In Australia il fornitore di servizi tecnici ALS ha subìto un attacco cyber, complice l’accesso non autorizzato da parte di terzi ad alcune parti dei propri sistemi informatici. Accesso, che ha causato “una interruzione temporanea di alcune delle sue attività“. L’azienda non ha fornito alcuna tempistica né dettagli su quando sia iniziata l’interruzione.
Tuttavia, “le rapide misure di contenimento hanno permesso di ripristinare la maggior parte dei servizi“. ALS – che fornisce servizi di analisi scientifiche in materia di materie prime, alimenti e prodotti farmaceutici – ha già informato l’Australian Cyber Security Centre.
Al contempo, le autorità aziendali stanno portando avanti collaborazioni con clienti, autorità e organismi di regolamentazione per valutare eventuali impatti sui dati.

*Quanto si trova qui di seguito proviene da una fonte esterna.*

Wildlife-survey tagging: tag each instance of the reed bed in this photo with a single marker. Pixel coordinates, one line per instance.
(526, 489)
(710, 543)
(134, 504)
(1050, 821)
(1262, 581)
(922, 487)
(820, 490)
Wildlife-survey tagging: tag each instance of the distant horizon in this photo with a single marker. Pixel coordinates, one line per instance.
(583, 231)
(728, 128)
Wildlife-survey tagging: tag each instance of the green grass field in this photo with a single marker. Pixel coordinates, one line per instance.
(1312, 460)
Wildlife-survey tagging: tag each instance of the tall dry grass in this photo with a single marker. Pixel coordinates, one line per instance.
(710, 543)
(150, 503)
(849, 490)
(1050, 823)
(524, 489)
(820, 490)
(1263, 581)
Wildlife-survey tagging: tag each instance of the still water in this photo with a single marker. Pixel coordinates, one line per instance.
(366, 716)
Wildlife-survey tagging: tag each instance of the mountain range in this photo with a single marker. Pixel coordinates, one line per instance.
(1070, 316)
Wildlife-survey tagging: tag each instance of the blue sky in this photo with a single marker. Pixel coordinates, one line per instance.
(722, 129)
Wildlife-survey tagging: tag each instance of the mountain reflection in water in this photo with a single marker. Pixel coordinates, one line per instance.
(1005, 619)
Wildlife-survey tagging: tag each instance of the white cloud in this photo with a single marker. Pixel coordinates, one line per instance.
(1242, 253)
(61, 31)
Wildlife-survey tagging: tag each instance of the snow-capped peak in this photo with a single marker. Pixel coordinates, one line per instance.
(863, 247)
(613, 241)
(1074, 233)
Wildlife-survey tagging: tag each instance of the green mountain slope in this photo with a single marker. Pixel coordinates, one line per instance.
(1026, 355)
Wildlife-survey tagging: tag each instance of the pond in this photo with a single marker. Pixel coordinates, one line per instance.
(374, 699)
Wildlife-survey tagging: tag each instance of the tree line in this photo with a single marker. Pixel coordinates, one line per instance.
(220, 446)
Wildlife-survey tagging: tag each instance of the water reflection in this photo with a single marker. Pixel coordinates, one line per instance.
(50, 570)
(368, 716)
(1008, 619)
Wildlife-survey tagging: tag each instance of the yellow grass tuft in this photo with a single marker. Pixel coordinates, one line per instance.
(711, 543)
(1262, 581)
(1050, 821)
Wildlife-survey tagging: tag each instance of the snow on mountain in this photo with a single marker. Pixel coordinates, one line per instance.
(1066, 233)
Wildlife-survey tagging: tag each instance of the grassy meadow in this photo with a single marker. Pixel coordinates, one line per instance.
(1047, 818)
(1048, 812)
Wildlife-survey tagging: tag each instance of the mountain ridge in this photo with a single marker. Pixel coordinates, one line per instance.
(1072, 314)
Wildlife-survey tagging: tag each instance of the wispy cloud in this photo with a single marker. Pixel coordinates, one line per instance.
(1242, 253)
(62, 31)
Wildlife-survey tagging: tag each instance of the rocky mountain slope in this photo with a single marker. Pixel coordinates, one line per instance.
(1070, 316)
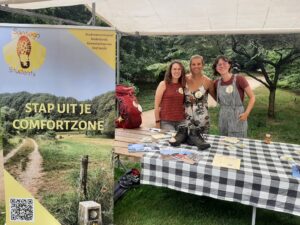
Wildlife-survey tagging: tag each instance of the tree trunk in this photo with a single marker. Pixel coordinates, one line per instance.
(271, 109)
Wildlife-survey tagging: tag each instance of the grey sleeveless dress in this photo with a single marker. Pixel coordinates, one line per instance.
(231, 106)
(196, 109)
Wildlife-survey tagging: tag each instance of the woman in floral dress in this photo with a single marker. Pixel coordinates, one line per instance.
(196, 95)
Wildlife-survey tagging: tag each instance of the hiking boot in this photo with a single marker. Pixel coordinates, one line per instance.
(196, 138)
(180, 136)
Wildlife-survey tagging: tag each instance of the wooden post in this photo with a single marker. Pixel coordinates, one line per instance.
(83, 175)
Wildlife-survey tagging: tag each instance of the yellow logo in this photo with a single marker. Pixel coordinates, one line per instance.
(24, 54)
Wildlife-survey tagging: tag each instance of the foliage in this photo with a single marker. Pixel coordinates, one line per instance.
(63, 156)
(291, 77)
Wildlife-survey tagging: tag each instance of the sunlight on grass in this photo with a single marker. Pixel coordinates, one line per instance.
(150, 205)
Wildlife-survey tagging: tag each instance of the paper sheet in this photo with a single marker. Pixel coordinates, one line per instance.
(226, 161)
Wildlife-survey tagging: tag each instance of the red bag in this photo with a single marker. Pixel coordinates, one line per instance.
(129, 109)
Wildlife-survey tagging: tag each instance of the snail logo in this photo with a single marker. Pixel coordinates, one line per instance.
(23, 51)
(24, 54)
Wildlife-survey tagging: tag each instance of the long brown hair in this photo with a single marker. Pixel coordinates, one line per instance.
(168, 74)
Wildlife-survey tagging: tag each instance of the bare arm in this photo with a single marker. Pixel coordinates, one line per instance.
(158, 97)
(250, 105)
(211, 89)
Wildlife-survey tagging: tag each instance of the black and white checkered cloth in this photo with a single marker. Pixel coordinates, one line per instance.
(263, 180)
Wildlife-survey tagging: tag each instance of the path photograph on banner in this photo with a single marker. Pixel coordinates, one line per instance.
(57, 115)
(218, 140)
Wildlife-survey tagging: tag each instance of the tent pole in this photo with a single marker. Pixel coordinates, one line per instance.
(94, 13)
(119, 35)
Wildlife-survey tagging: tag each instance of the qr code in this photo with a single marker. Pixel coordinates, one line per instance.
(21, 209)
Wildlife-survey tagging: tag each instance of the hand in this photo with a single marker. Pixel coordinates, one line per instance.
(188, 77)
(243, 116)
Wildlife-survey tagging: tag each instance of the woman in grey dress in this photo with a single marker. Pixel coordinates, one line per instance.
(230, 91)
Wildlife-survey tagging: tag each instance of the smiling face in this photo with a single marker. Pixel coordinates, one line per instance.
(176, 71)
(222, 67)
(196, 65)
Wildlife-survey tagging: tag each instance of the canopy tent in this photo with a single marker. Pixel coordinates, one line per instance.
(167, 17)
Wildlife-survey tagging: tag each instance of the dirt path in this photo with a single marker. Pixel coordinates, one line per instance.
(13, 152)
(148, 116)
(1, 179)
(31, 177)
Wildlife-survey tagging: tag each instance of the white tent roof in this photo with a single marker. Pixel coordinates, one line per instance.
(154, 17)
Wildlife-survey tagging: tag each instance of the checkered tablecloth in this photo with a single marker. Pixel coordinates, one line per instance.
(263, 180)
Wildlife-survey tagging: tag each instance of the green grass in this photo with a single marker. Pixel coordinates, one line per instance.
(150, 205)
(12, 143)
(61, 164)
(18, 163)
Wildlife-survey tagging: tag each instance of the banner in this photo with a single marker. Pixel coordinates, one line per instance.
(57, 124)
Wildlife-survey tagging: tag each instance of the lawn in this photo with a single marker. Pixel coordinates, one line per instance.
(149, 205)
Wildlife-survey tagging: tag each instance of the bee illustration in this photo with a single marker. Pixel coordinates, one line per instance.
(23, 51)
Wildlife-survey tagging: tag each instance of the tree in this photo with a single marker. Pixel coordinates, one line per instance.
(271, 55)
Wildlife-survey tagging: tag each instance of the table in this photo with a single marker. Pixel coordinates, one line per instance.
(263, 180)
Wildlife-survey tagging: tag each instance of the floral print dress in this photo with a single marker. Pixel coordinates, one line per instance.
(196, 109)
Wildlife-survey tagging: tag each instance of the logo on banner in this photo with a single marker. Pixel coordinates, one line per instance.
(24, 54)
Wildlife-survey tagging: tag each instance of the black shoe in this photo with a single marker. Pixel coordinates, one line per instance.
(180, 136)
(196, 138)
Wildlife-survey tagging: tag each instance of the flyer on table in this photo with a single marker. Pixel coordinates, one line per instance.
(57, 124)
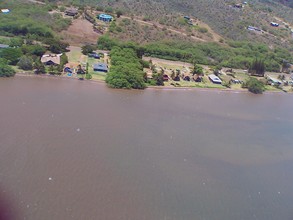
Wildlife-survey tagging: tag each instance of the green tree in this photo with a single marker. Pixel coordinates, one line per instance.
(16, 42)
(119, 13)
(257, 68)
(39, 67)
(86, 49)
(6, 70)
(253, 85)
(25, 63)
(12, 55)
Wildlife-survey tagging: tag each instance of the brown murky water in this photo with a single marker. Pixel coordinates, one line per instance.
(73, 149)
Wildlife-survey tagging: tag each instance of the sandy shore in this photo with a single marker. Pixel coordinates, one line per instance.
(26, 74)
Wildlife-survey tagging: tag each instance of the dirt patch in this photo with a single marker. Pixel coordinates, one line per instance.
(80, 32)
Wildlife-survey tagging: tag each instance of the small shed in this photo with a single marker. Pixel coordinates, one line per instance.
(71, 12)
(101, 67)
(214, 79)
(105, 17)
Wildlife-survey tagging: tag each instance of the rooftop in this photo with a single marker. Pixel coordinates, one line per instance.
(105, 16)
(4, 46)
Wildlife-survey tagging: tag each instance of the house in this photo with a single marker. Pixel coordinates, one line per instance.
(274, 24)
(197, 78)
(273, 81)
(68, 70)
(165, 77)
(94, 55)
(105, 17)
(3, 46)
(71, 12)
(101, 67)
(214, 79)
(51, 59)
(186, 78)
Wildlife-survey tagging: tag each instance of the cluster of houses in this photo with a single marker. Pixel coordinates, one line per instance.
(54, 59)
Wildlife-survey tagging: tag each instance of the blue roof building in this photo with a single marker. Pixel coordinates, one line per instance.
(105, 17)
(101, 67)
(215, 79)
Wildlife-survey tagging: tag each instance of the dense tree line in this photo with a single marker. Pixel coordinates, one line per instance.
(5, 69)
(126, 70)
(235, 55)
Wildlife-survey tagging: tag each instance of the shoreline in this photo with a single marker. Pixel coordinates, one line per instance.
(25, 74)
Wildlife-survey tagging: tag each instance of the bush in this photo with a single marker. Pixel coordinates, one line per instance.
(126, 69)
(5, 70)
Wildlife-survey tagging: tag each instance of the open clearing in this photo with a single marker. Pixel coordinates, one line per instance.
(80, 32)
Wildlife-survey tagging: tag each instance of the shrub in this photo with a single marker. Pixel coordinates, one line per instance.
(5, 70)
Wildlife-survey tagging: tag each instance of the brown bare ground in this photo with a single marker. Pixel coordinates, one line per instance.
(80, 32)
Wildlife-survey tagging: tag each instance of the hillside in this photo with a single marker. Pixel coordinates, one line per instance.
(221, 16)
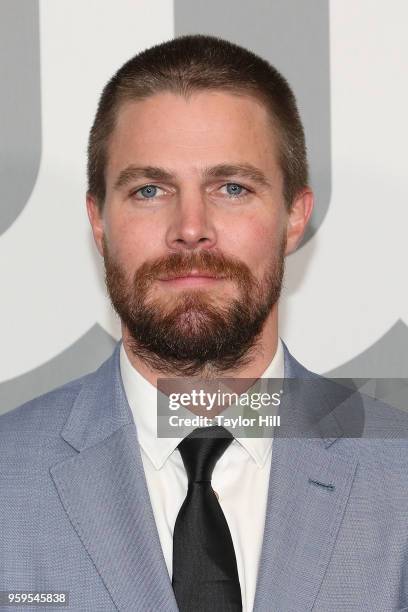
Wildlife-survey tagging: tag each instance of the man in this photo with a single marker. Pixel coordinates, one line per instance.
(198, 189)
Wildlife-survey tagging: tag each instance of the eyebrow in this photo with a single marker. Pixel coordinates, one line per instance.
(154, 173)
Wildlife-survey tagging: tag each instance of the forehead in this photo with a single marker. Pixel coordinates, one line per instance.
(207, 128)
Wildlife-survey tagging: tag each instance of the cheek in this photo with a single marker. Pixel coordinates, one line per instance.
(254, 241)
(132, 241)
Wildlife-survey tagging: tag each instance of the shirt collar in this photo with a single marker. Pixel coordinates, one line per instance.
(142, 399)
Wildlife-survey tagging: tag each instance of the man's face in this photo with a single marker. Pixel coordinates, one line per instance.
(194, 228)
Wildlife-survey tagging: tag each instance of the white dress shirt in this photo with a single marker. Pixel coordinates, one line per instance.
(240, 477)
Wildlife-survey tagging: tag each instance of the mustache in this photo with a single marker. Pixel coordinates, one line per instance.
(183, 263)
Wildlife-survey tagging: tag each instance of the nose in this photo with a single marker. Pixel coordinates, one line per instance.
(191, 224)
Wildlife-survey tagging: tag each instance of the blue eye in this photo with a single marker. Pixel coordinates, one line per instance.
(148, 191)
(235, 190)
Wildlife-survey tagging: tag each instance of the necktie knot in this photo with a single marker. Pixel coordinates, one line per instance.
(201, 449)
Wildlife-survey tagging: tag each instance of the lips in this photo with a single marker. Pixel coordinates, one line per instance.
(192, 274)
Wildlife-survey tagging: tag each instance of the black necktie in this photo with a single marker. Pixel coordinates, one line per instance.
(205, 575)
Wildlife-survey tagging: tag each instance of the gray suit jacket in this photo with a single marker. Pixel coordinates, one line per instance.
(76, 516)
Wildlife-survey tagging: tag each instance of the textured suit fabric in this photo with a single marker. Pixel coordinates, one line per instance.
(76, 515)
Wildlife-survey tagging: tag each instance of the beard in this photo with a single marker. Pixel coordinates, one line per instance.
(190, 332)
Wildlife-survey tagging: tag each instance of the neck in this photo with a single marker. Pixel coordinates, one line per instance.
(261, 355)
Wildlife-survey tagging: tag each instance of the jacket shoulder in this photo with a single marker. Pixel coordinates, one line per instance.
(44, 413)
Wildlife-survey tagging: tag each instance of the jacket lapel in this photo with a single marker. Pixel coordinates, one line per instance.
(104, 492)
(309, 486)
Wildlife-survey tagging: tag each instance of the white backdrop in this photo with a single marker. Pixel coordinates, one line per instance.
(344, 290)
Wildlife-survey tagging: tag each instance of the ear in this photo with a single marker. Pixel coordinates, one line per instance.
(298, 218)
(96, 220)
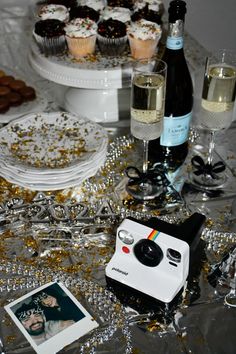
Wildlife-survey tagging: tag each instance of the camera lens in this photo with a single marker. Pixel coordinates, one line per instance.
(148, 252)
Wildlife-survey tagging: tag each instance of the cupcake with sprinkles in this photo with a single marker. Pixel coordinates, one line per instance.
(116, 13)
(143, 38)
(50, 36)
(84, 12)
(81, 34)
(112, 37)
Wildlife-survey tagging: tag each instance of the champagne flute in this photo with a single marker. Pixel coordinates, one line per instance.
(147, 112)
(215, 114)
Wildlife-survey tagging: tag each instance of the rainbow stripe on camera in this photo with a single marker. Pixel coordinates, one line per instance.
(153, 235)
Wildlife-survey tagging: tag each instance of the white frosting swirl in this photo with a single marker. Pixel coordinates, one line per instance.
(153, 5)
(81, 27)
(144, 29)
(58, 12)
(116, 13)
(97, 5)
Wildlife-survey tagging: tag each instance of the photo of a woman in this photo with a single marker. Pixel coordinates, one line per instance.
(56, 305)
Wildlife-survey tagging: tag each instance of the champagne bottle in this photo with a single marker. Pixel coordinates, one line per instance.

Le tempistiche della violazione
La violazione, segnalata in qualità di “attività informatica dolosa“, ha innescato un intervento immediato da parte dei team IT e di sicurezza di ALS. Il tutto, con il supporto di specialisti esterni nella gestione degli incidenti.
L’incidente fa seguito a un avvertimento lanciato la scorsa settimana dall’autorità di vigilanza prudenziale australiana. Secondo la stessa autorità, infatti, “le banche sono in ritardo rispetto ai progressi nel campo dell’AI“.
L’autorità di vigilanza, inoltre, ha affermato che i sistemi emergenti come Mythos di Anthropic potrebbero accelerare e intensificare gli attacchi informatici.
L’obbligo di notifica
Dal 30 maggio del 2025, in Australia è scattato uno specifico obbligo di notifica per le aziende, a seguito di eventuali richieste di riscatto dopo attacchi ransomware.
L’obbligo è in capo a tutte quelle imprese con un fatturato superiore a 3 milioni di dollari australiani (circa 1.7 milioni di euro) e alcune tra quelle classificate come “infrastrutture critiche“. Qualsiasi sia il livello del riscatto, per ogni pagamento, si dovrà effettuare una comunicazione direttamente al Governo federale di Canberra.
La notifica dovrà avere delle caratteristiche precise. Nel dettaglio, questa:
- va inoltrata all’Australian Signals Directorate (ASD), tecnicamente l’intelligence.
- Deve contenere l’ammontare del pagamento, la spiegazione dei motivi e la data.
- In ogni caso, dal momento in cui si paga – e anche se agisce un terzo soggetto – non devono passare più di 72 ore prima che venga completata la procedura di comunicazione.